El viento no solo aullaba esa noche — gritaba.
Gritaba como si quisiera que alguien lo escuchara.

Como si la montaña tuviera un secreto y la tormenta intentara revelarlo.
En lo profundo de la naturaleza salvaje de Bitterroot, más allá de las cimas enterradas bajo la nieve, un perro solitario permanecía inmóvil, apenas visible en la nieve.
No era joven, no era hermoso y no llevaba collar.
Pero recordaba el fuego.
Recordaba lo que le había quitado.
Lo que les había quitado a todos.
Y esa noche, sintió que algo cambiaba.
No era miedo.
No era dolor.
Algo… lo llamaba.
No le pertenecía a nadie desde que las llamas habían destruido su casa, pero el bosque — la tormenta — todavía le hablaba.
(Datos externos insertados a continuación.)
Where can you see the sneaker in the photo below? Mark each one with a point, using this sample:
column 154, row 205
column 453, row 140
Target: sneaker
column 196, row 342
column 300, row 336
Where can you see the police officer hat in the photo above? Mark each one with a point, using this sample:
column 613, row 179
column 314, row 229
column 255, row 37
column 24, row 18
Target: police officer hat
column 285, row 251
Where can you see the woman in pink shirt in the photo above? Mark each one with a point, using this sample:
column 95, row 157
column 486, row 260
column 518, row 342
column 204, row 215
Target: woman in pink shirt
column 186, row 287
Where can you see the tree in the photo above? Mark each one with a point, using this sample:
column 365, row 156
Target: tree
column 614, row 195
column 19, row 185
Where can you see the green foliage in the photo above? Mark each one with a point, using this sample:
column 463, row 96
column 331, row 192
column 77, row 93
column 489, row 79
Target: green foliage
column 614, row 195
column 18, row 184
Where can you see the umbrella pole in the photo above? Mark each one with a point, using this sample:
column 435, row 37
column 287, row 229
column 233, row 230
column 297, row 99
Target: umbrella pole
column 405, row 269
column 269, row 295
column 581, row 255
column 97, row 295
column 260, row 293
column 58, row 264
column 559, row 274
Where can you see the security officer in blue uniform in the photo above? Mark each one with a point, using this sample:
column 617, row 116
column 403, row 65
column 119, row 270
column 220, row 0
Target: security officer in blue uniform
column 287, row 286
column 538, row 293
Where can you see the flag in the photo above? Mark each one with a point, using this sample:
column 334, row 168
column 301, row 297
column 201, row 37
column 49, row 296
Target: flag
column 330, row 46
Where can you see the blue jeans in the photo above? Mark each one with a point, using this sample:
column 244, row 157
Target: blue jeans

Y esta vez, le suplicaba que mirara.
Unas horas antes…
Un SUV negro se detuvo al borde del camino de entrada de una villa, con los faros encendidos y el motor aún en marcha.
Luego ella salió.
Descalza.
Temblando.
Sosteniendo dos pequeños paquetitos contra su pecho.
Se llamaba Eliza.
Una chica que alguna vez creyó en cuentos de hadas.
En finales felices.
En el tipo de amor que el dinero no puede comprar.
Pero los cuentos de hadas mueren rápido tras las puertas cerradas.
Especialmente cuando el príncipe resulta ser un tirano.
Su esposo — exesposo, ahora solo ante la ley — estaba en el umbral, con los brazos cruzados y los ojos llenos de desprecio.
“Tomaste tu decisión,” le dijo con desdén.
“Ahora vive con ella.”
Luego cerró la puerta.
Detrás de ella, calor.
Delante de ella, solo nieve.
Pero en sus brazos — vida.
Frágil, respirando, dependiente de ella.
Así que comenzó a andar.
Un paso.
Luego otro.
En el frío.
En la oscuridad.
En la boca de la tormenta.
El perro estaba cerca.
Inquieto.
Mirando.
Cuando el grito atravesó los árboles — débil, fino, humano — no dudó.
Corrió.
Cuando la encontró, Eliza se había desplomado junto a un tronco caído.
Sus labios estaban azulados.
Sus brazos temblaban.
Los bebés todavía estaban abrazados a su pecho, envueltos en la única manta que le quedaba.
Sus miradas se encontraron.
Por un instante, se estableció silencio entre ellos.
No el silencio del miedo.
El silencio del reconocimiento.
Avanzó un paso, olfateó el borde de la manta y emitió un sonido bajo y constante.